Among those enemies, he feared, was John Sutherland, Booker chairman in 2005. But, with the judges poised between “The Sea” and Kazuo Ishiguro’s “Never Let Me Go”, Sutherland cast his deciding vote in favour of Banville. “Curious because he’d been furious with me for my review of McEwan.” Then he bit the hand. “I blew the whole thing by being mischievous in an interview on BBC2 with Kirsty Wark.” He said: “Whether ‘The Sea’ is a successful work of art is not for me to say, but a work of art is what I set out to make. The kind of novels that I write very rarely win the Man Booker prize, which in general promotes good, middlebrow fiction.”

So does “Ancient Light” stand a chance of being shortlisted for the Booker? “I think they may as well call the whole thing off and give me the prize now!” Banville has written a film adaptation of “The Sea”, which is to be directed by Stephen Brown and will star Ciarn Hinds. Like his prolific book reviewing, film writing is an enjoyable sideline from fiction. He has an as-yet-unfilmed screenplay on the life of his Irish revolutionary hero Roger Casement, which he wrote for director Neil Jordan. He wrote a script, based on a George Moore short story, for Glenn Close to play a 19th-century Dublin cross-dresser in last year’s film Albert Nobbs. Now he is working with director Jonathan Kent on an Irish-set adaptation of Turgenev’s “A Month in the Country”.

“My ideal would be to be one of those hacks in a bungalow in the Hollywood Hills in the late Forties, and a producer with a cigar in his mouth says: ‘We need two scenes by 6 o’clock and they’d better be good, kid, or you’re off the movie.’ I’d love to have worked like that.” It would be an antidote to the solitary torture of being John Banville, maker of baroquely structured Nabokovian works of art. For similar reasons, no doubt, after “The Sea”, he devised the nom de plume Benjamin Black, whose crime novels today are more prominently displayed than Banville’s books at Dublin airport’s bookshops. Why did he create Black? “I love being a craftsman. I love writing reviews. I quite like being Benjamin Black. But being John Banville I absolutely hate.” No wonder: It is Banville’s stated ambition to give his prose “the kind of denseness and thickness that poetry has”. “On a good day Banville can’t write more than 400 words, but they are all in more or less the right order. With Black it’s ten times more.”
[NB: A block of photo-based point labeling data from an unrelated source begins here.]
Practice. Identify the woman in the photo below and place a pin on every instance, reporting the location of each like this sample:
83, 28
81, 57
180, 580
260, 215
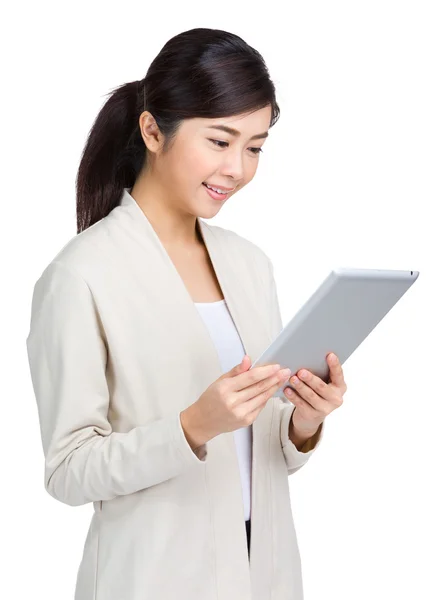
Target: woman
142, 328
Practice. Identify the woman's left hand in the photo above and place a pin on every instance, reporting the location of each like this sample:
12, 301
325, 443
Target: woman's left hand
313, 398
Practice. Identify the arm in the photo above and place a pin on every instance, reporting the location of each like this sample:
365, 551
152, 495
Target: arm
85, 460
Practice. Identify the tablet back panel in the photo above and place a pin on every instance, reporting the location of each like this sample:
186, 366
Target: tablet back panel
342, 312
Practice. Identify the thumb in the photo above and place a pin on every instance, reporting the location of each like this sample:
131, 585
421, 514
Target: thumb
244, 365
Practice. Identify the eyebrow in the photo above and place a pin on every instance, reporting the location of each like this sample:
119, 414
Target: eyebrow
237, 133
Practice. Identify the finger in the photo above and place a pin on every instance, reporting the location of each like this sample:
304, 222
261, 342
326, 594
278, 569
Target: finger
254, 375
316, 384
336, 371
308, 395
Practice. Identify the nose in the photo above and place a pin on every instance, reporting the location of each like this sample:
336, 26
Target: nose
233, 168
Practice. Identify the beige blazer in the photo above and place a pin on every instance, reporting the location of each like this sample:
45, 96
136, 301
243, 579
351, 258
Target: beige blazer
117, 349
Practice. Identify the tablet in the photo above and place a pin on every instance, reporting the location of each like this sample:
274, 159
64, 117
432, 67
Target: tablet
342, 312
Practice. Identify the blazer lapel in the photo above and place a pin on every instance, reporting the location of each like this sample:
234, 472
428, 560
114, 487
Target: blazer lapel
171, 300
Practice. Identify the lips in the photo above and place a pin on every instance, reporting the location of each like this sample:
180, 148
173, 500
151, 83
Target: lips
219, 187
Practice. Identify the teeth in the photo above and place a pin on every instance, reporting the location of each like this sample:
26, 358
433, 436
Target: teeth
216, 189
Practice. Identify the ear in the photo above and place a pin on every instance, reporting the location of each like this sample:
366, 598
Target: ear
152, 136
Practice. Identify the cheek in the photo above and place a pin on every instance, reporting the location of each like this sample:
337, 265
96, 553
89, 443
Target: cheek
199, 164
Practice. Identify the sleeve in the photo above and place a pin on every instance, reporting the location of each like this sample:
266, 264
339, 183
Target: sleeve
293, 457
85, 461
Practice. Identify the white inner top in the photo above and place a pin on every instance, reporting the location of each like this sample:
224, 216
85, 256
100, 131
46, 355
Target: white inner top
229, 347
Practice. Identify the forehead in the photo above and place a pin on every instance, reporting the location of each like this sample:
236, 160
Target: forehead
247, 124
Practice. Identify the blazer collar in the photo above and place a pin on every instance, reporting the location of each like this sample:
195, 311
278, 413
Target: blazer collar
240, 302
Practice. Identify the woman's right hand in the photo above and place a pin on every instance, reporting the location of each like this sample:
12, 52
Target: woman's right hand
238, 396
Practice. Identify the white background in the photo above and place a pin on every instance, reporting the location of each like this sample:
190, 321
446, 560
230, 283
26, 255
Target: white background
353, 174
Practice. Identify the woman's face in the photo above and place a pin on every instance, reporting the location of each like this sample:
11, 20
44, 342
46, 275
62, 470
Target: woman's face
200, 153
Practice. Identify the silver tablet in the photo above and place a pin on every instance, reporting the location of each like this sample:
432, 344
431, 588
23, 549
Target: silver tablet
337, 318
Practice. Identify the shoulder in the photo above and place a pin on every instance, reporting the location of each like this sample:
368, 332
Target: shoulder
83, 252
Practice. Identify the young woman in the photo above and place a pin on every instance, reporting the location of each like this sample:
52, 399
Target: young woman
142, 328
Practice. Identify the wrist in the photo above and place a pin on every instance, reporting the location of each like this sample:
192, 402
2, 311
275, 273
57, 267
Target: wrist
193, 427
300, 438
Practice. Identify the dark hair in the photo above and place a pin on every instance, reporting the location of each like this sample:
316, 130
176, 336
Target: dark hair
205, 73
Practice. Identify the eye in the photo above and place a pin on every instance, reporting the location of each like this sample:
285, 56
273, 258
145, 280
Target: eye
217, 142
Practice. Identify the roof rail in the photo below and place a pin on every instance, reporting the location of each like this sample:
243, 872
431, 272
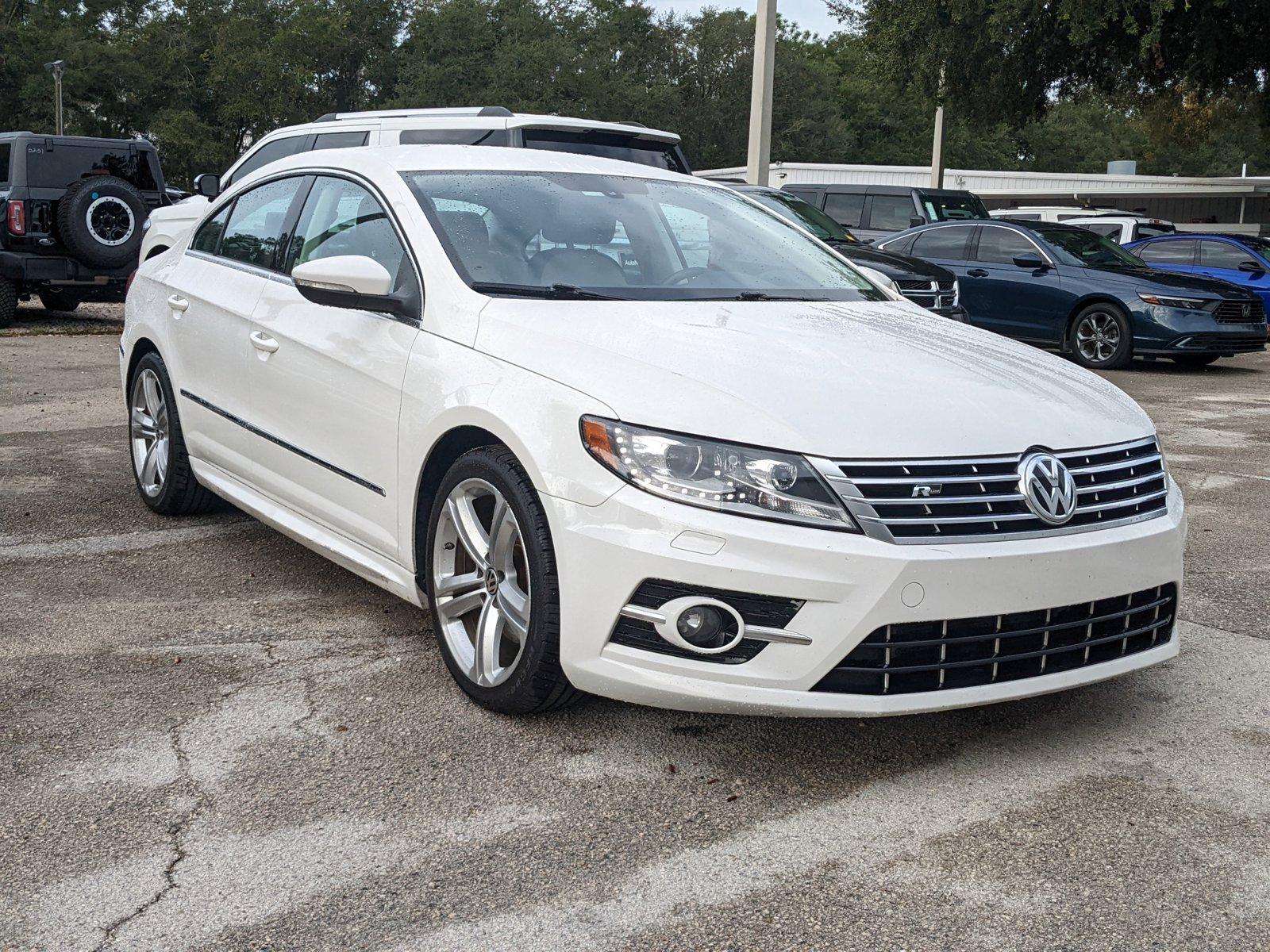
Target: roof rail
397, 113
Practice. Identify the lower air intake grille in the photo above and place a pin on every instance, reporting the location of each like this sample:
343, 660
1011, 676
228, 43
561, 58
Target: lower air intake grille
968, 653
755, 609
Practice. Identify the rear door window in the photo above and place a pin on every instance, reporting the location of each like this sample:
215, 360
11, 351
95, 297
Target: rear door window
1003, 245
1222, 254
254, 232
846, 207
266, 154
1174, 251
948, 244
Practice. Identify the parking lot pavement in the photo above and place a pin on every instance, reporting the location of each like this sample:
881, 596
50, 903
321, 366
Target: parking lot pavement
216, 740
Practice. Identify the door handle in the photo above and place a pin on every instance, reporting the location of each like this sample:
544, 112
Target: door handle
264, 342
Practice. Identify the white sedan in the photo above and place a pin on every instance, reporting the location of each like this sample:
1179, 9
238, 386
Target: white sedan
628, 433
Being Black also gives him a break from being misconstrued as Banville, literary sage of the emotions. “I have this friend who has an incredibly complicated love life and she says: ‘Advise me, John.’ I say: ‘I can’t. Just because I write about something doesn’t mean I know anything about it.’ One of my models is Kafka, who said: ‘Never again psychology!’ He’s right — artists are witnesses, we present the surface. As Nietzsche said, surfaces are where the real depth is.”

In “Ancient Light” the narrator says he doesn’t understand human motivation, his own least of all. “That’s true of all of us, isn’t it? Do you think you understand yourself?” He maintains we get further from self-understanding as we get older. “I used to think age brings wisdom, but it only brings confusion. A friend of mine visited Beckett in his old folks’ home in Paris and he said he was getting so old he was forgetting so many things. My friend sympathised and Beckett said: ‘No, no — it’s wonderful!’ I know what he means: so much trivia gets wiped.

“It’s quite comic, the spectacle of one’s own creeping dissolution. Not so much the usual funny things of forgetting why you went upstairs, but actually to watch the physical stuff decay. It’s definitely comic. I hadn’t seen a profile photograph of myself for about 30 years until the other day. I thought: your hair’s going as well.”

Banville stands to go: “You have enough. You have the jokes, the arrogance and the sermon.” I wanted more, I tell him. Over his shoulder he gives me a parting joke: “It’s no good — I can’t do humility.”